Mais Pardaillan reprit, sur un ton au sérieux duquel il n’y avait pas à se méprendre:


– Sans doute. Vous m’avez, dans nos conversations, si bien dépeint la bête, vous m’avez si bien dévoilé son caractère et ses manières, vous m’avez si bien indiqué et ses ruses et la facilité avec laquelle on peut la leurrer, vous m’avez si magistralement montré l’anatomie de son corps, enfin vous m’avez indiqué de façon si nette et si exacte l’endroit précis où il fallait la frapper, que je n’ai eu qu’à me souvenir de vos leçons, qu’à suivre à la lettre vos indications pour la tuer avec une facilité dont je suis à la fois étonné et honteux. Ce n’était vraiment pas la peine de tant vanter – comme je l’entends faire autour de moi – la force extraordinaire, et la ruse, et la férocité de cette pauvre bête. Je laisse de côté son courage, qui est indéniable. Pour tout dire, en cette affaire, je n’ai eu, quant à moi, qu’à garder un peu de sang-froid. C’est peu, vous en conviendrez, pour faire de moi le triomphateur qu’on veut en faire. Tout l’honneur du coup, si tant est qu’honneur il y a, vous revient, en bonne justice.
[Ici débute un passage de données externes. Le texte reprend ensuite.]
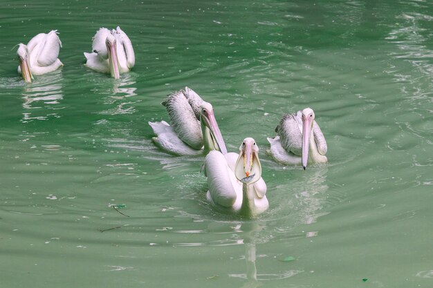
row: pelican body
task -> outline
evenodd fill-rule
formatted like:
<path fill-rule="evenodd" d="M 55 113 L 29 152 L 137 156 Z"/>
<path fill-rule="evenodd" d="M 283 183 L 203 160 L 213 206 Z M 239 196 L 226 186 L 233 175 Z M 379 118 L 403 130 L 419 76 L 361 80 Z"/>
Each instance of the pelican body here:
<path fill-rule="evenodd" d="M 84 52 L 86 66 L 103 73 L 110 73 L 118 79 L 136 63 L 132 43 L 119 26 L 111 30 L 100 28 L 93 36 L 92 52 Z"/>
<path fill-rule="evenodd" d="M 220 209 L 255 217 L 269 207 L 266 184 L 261 178 L 259 148 L 246 138 L 239 154 L 211 151 L 205 160 L 208 200 Z"/>
<path fill-rule="evenodd" d="M 185 87 L 174 93 L 162 104 L 172 125 L 165 121 L 149 122 L 157 136 L 152 137 L 157 146 L 174 155 L 199 155 L 214 149 L 227 153 L 212 106 L 192 89 Z"/>
<path fill-rule="evenodd" d="M 23 75 L 26 82 L 31 82 L 33 75 L 42 75 L 54 71 L 63 66 L 59 59 L 62 42 L 57 30 L 49 33 L 39 33 L 27 44 L 20 43 L 17 55 L 19 66 L 18 73 Z"/>
<path fill-rule="evenodd" d="M 283 164 L 301 164 L 304 170 L 308 162 L 327 162 L 328 146 L 315 117 L 310 108 L 284 115 L 275 128 L 277 136 L 268 138 L 270 144 L 268 153 Z"/>

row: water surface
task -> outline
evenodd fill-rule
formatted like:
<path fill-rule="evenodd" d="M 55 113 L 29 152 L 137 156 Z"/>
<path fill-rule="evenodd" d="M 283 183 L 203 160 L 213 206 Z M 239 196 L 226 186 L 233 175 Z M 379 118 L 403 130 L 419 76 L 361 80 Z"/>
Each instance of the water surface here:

Écrasé par la logique de ce raisonnement débité avec un sérieux imperturbable et, qui pis est, avec une sincérité manifeste, le Torero leva les bras au ciel comme pour le prendre à témoin des énormités qu’il venait d’entendre, et d’un air où il y avait autant d’effarement que d’indignation, il s’écria:


– Vous avez une manière de présenter les choses… tout à fait particulière.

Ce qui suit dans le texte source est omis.